Over the holidays, we switched FGI to new CMS software and a new theme and, in the process, installed some new back-end tools allowing us to do things like easily check for broken links. FGI went online in November 2004, so we have a little more than 9 years of outgoing links. Of those, 2676 link to .gov web sites and we discovered that 540 of those links are broken. That is about 20%.
That is actually lower than the 51% that the recent Chesapeake report found in its newest link rot study but still disconcertingly high. For those libraries that rely on pointing to URLs in their OPACs as a means of linking users to information, these kinds of numbers can lead to one of two conclusions: Either a) you better do link checking and link-repair frequently, or b) your “collection” is slowly disappearing. Adding to your workload is no fun and angering your users with bad links probably does not encourage them to increase your funding for better services. As the Chesapeake reports concluded: “documents posted on web sites will disappear at an increasing rate over time.”
As I browsed through the broken links on FGI, I found a variety of reasons for link breakage.
- abandoned domains. There is no “2010.census.gov” or any “amlife.america.gov” any more.
- cache problems. GPO use Akamai technology to “cache” frequently requested documents on Akamai servers throughout the world so that requests for those documents can be completed more quickly. In two cases we carelessly copied the “akamaitech” cache URL instead of the actual GPO URL. I checked and the documents still exist at their GPO address. But I do wonder how often users (and even libraries?) make this mistake of copying a very-temporary cache url.

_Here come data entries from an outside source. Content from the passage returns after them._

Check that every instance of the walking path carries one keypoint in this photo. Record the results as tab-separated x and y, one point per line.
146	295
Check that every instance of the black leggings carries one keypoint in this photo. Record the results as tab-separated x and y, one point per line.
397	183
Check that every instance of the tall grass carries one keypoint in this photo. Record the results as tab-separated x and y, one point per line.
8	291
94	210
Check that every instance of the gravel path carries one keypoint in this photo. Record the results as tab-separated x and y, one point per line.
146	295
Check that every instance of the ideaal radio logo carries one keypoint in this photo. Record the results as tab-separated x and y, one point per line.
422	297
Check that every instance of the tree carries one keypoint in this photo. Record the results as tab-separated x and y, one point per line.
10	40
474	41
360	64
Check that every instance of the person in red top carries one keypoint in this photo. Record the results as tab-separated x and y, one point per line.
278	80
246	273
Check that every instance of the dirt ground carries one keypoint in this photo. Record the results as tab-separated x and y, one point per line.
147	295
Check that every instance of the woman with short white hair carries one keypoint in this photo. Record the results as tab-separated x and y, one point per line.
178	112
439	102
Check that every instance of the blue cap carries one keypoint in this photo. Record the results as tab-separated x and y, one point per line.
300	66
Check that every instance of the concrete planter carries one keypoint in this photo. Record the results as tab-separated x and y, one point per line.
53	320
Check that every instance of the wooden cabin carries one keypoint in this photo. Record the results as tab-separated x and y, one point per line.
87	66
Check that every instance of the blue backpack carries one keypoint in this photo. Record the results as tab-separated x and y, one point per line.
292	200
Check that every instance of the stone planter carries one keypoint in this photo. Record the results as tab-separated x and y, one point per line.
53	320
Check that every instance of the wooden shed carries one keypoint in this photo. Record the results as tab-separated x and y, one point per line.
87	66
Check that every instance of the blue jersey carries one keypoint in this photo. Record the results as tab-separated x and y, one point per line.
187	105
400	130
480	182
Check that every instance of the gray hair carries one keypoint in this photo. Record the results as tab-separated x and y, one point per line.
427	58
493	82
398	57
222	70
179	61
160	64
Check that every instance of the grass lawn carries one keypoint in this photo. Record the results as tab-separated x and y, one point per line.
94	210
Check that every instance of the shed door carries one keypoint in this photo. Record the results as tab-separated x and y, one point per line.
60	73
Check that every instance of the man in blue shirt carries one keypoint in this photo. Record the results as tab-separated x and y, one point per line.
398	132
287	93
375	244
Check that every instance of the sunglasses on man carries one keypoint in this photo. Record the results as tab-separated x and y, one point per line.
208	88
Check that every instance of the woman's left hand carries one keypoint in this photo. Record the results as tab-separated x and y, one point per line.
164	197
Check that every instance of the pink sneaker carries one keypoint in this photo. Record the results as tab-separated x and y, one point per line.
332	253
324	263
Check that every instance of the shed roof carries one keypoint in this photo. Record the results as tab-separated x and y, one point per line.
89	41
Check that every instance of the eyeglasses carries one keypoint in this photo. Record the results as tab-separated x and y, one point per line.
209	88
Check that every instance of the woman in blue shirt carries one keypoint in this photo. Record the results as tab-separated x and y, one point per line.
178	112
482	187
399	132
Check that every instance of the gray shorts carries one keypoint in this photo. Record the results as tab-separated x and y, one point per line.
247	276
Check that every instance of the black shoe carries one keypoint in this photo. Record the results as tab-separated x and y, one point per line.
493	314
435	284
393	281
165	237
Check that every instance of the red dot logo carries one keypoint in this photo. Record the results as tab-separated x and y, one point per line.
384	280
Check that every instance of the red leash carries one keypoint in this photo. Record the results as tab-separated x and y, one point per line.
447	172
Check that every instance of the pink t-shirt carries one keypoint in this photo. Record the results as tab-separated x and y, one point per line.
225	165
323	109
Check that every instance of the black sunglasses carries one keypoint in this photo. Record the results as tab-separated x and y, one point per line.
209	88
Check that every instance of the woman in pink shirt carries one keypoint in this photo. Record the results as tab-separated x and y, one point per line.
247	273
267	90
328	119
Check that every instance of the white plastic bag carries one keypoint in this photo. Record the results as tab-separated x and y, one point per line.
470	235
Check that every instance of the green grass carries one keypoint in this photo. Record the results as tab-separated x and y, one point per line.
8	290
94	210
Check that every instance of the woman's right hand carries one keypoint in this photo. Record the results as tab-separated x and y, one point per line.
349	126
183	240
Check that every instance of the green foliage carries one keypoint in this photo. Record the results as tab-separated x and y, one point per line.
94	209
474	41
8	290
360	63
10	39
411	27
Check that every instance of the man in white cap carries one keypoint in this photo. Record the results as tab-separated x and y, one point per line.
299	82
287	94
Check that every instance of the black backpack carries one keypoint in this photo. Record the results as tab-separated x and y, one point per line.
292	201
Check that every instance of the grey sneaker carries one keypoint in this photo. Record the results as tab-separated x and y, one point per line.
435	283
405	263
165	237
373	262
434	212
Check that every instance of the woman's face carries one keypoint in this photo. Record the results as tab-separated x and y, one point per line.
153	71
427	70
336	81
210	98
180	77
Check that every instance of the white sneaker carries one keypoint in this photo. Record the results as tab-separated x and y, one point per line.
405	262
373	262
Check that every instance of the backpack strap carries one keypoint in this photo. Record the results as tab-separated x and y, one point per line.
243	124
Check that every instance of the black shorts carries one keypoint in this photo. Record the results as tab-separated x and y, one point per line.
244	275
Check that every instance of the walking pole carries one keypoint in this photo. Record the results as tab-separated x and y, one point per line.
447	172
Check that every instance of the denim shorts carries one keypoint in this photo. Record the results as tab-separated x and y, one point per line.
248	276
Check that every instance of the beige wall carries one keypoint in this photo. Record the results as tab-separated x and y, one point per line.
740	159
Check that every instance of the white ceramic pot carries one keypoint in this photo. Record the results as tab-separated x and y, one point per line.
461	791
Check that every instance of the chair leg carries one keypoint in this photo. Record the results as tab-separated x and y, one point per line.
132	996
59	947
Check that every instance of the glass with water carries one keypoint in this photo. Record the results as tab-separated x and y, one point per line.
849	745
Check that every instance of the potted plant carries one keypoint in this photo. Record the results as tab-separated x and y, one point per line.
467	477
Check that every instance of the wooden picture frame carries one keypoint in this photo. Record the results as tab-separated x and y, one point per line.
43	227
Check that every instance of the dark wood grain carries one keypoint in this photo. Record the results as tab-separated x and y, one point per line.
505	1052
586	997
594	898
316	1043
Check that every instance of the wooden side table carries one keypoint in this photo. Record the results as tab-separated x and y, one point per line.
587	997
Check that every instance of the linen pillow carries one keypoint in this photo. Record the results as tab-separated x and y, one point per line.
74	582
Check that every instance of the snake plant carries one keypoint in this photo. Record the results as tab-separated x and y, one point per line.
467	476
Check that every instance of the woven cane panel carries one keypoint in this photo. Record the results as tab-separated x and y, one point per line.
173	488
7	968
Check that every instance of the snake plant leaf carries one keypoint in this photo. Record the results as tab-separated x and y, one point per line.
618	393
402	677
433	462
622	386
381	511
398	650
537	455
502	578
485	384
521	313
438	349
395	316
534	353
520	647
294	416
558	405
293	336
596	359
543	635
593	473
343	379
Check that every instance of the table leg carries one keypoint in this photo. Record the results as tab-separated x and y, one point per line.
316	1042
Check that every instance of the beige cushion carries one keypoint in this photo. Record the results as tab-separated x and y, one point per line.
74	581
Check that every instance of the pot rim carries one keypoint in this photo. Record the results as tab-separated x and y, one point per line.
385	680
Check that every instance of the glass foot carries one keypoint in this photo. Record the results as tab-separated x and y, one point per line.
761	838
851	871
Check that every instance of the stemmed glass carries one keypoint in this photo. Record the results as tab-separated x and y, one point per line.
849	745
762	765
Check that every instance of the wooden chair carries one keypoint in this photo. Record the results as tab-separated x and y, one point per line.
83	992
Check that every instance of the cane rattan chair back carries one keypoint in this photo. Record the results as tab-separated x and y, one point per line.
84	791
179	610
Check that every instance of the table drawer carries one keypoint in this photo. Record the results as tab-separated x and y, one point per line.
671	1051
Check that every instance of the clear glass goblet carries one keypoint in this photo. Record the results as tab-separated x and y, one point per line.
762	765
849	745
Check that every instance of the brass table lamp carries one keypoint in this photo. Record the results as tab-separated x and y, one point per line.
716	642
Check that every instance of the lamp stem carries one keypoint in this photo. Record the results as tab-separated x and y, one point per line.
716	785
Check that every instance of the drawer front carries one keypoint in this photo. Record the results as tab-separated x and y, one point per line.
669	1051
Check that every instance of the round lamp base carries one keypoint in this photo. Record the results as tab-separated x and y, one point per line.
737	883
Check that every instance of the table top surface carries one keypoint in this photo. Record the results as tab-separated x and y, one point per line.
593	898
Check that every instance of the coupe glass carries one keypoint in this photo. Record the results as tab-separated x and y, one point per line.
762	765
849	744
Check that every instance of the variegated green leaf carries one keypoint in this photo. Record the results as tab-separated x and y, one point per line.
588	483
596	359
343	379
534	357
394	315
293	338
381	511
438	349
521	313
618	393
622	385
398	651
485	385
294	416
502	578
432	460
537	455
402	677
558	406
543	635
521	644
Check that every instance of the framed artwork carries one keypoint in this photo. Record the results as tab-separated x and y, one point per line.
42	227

- redesigned sites change URLs. the House Appropriations Committee Subcommittee on Legislative Branch URL apparently changed from appropriations.house.gov/Subcommittees/sub_leg.shtml to appropriations.house.gov/Subcommittees/Subcommittee/?IssueID=34776 and the similar Senate sub-committee changed from appropriations.senate.gov/legislative.cfm to appropriations.senate.gov/sc-legislative.cfm
- minor changes. Why would the BLS change its Data Finder search page from /query to /find at http://beta.bls.gov/dataQuery/ ? At least the data finder is still there!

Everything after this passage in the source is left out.